PhonBank Setswana Matlhaku Corpus


Keneilwe Matlhaku
African Languages and Literature
University of Botswana

Participants: 3
Type of Study: naturalistic
Location: Botswana
Media type: audio
DOI: doi:10.21415/98C0-2Z80

Browsable transcripts

Phon data

CHAT data

Link to media folder

Citation Information

Matlhaku, Keneilwe (in preparation) Phonological and phonetic factors affecting the early consonantal development in Setswana. Ph.D. Dissertation. Memorial University of Newfoundland.

In accordance with CHILDES rules, any use of data from this corpus must be accompanied by at least one of the above references.
Participant NameAge Range Number of Sessions Sex
B 3;02.22 – 3;06.05 10 M
T 2;05-03 – 2;08.15 12 F
W 1;10.18 – 2;02.02 11 M

Project Description

This study documents three child learners of Setswana; particularly, the SeKwena dialect. All child participants were monolingual language learners, with Setwana as their only native language, in line with the linguistic profiles of their caregivers. B was audio recorded from ages 3;02.22 to 3;06.05. T was recorded from ages 2;05-03 to 2;08.15. W was recorded from ages 1;10.18 to 2;02.02.

As a condition for the children to participate in the study, caregivers completed a questionnaire to ensure that all children had perceptual knowledge of basic Setswana words. The investigator verified that all children were typically developing and healthy, and had no history of vision or hearing problems. Additionally, the children had no history or concerns regarding their speech or language development prior to participating in the study.

The data were recorded in the villages of Molepolole and Mankgodi, both situated in Kweneng District, Botswana. The data were collected in 2019 over a period of four months. The investigator carried out the recordings bi-weekly (or weekly) when possible, in order to maximize data sampling and collection. The children were audio-recorded in their daily environments under the caregivers’ monitoring for a minimum of 30 minutes to a maximum of one-hour per session. There was minimal to no participation of the caregivers.

The investigator used picture books to elicit words that covered a maximum of the sounds of Setswana across all positions within which they can appear. There were no fixed word lists or any other means of guided speech elicitation. As such, this did not guarantee that all children produced all the target sounds in all of the recordings, due to the relatively free nature of the data elicited.
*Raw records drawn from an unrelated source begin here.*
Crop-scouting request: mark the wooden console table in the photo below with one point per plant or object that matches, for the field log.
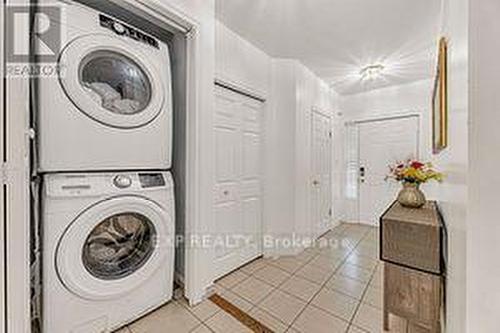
(412, 244)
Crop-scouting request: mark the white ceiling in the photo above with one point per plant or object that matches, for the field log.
(337, 38)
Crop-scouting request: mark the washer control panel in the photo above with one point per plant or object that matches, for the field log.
(148, 180)
(122, 29)
(122, 181)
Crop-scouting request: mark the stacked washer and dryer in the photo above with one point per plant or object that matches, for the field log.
(105, 146)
The picture books were used to facilitate communication and enhance engagement with the children. Elicitation started with the children asked to informally and spontaneously name pictures they saw in a picture book. A prompting question was presented to the child if they did not immediately name the object or action they saw on the picture.
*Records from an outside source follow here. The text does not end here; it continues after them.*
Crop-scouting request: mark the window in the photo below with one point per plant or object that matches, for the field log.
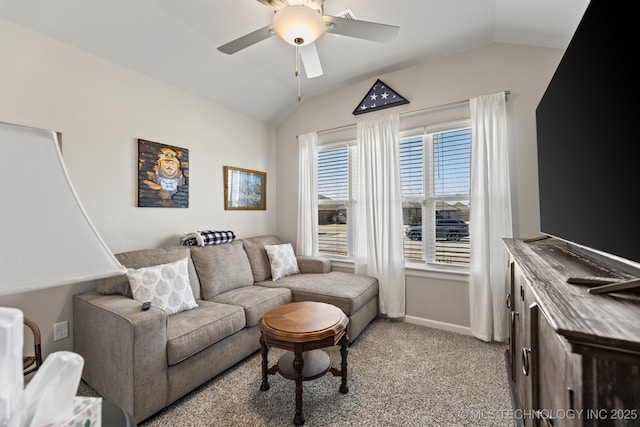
(435, 170)
(335, 167)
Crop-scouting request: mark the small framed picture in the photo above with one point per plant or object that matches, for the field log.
(244, 189)
(163, 175)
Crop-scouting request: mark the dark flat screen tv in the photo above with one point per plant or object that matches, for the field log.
(588, 166)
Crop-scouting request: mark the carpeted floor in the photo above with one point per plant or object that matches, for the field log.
(400, 374)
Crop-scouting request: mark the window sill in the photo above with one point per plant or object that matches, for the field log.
(419, 270)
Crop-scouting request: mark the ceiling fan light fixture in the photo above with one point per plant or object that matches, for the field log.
(298, 25)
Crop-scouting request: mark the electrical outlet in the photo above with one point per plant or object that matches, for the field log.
(61, 330)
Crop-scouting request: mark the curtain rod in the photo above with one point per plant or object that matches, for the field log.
(409, 113)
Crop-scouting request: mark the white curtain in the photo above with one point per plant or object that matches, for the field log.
(490, 218)
(307, 203)
(378, 211)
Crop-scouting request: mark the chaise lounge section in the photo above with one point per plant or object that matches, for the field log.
(144, 360)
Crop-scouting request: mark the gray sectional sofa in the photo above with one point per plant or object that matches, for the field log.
(144, 360)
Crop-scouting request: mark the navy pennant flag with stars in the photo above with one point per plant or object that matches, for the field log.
(379, 97)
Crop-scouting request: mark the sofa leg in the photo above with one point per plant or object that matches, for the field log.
(264, 350)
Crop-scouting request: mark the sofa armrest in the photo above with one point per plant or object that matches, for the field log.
(124, 350)
(311, 264)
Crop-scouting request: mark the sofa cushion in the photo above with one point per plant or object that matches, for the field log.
(254, 247)
(165, 286)
(221, 268)
(256, 300)
(347, 291)
(145, 258)
(282, 260)
(191, 331)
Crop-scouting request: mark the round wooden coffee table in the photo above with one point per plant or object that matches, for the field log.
(304, 328)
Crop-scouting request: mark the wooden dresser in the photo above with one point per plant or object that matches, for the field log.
(574, 356)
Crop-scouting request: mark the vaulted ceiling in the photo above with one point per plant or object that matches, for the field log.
(175, 41)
Spontaneous conversations also formed part of this study. The investigator allowed the children to guide the trajectory of the conversation, which enabled them to produce longer and/or more complex words, phrases and sentences. The investigator then focused on repeating the child’s production using the adult form (as opposed to the child's form, so as not to reinforce what could be an erroneous pronunciation) in order to facilitate subsequent identification of the speech forms attempted by the child. More generally, these strategies naturally followed the types of interaction that normally takes place between a child and an adult, especially in contexts where the adult is focused on providing the child with a stimulating environment for language learning.
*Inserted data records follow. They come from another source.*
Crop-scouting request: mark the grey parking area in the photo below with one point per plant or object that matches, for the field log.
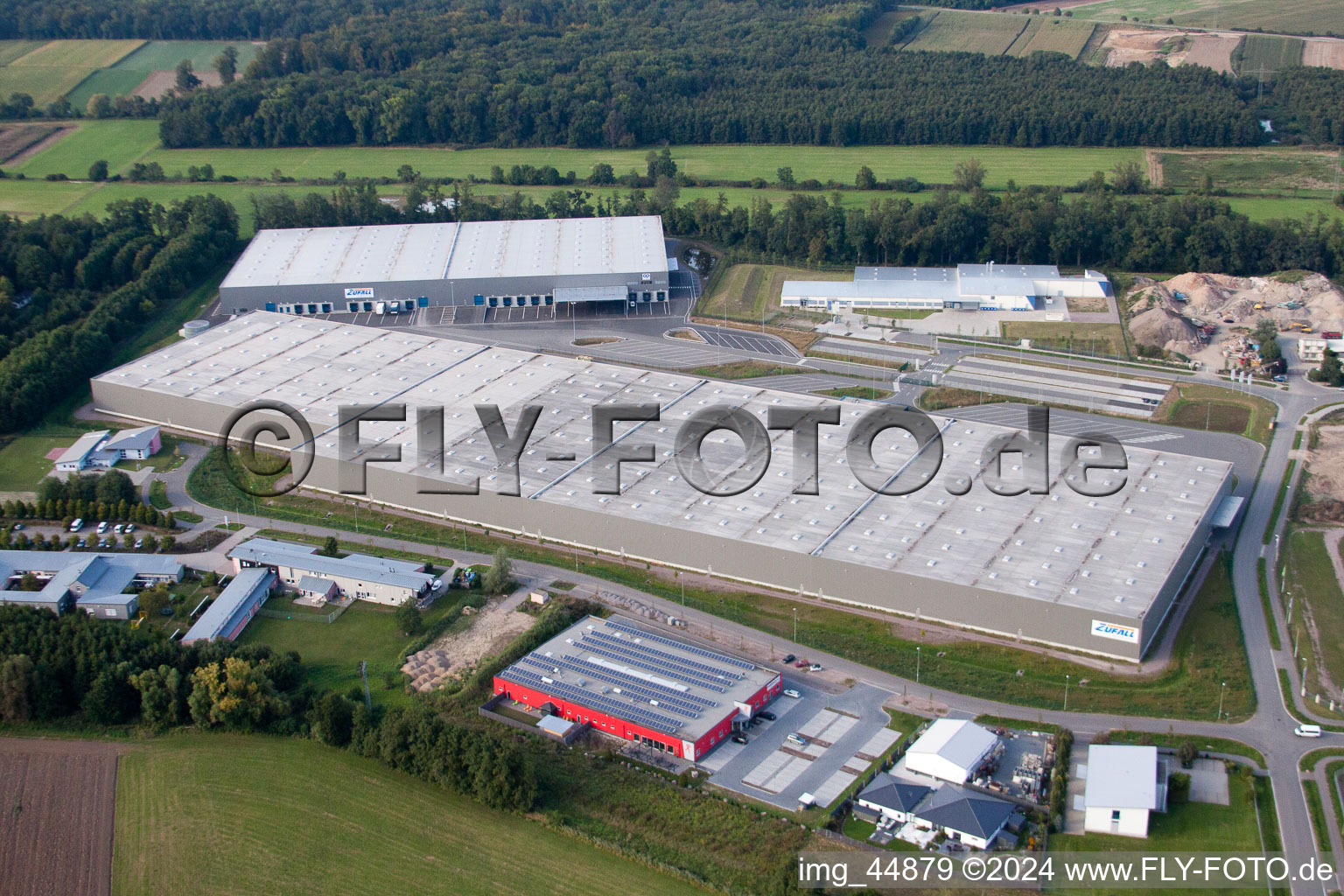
(759, 343)
(1070, 424)
(837, 730)
(802, 382)
(1208, 780)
The children’s productions were audio recorded via a Zoom H1n handy audio recorder. The recordings were stored in WAV format at CD quality (16-bit sample size at 44.1kHz). The device was positioned out of sight and reach of the child in the recording setting. This method is the least intrusive, in that it involves virtually no change to the child's everyday environment, and avoids potential disruptions or issues related to self-consciousness, which could occur given children's natural awareness of, and interest toward, electronic devices.

These data were prepared using the Phon software program (https://www.phon.ca/). The data were segmented, transcribed, and annotated by the investigator, a native speaker of Setswana. The transcriptions were then verified for syllabification and alignment prior to data compilation.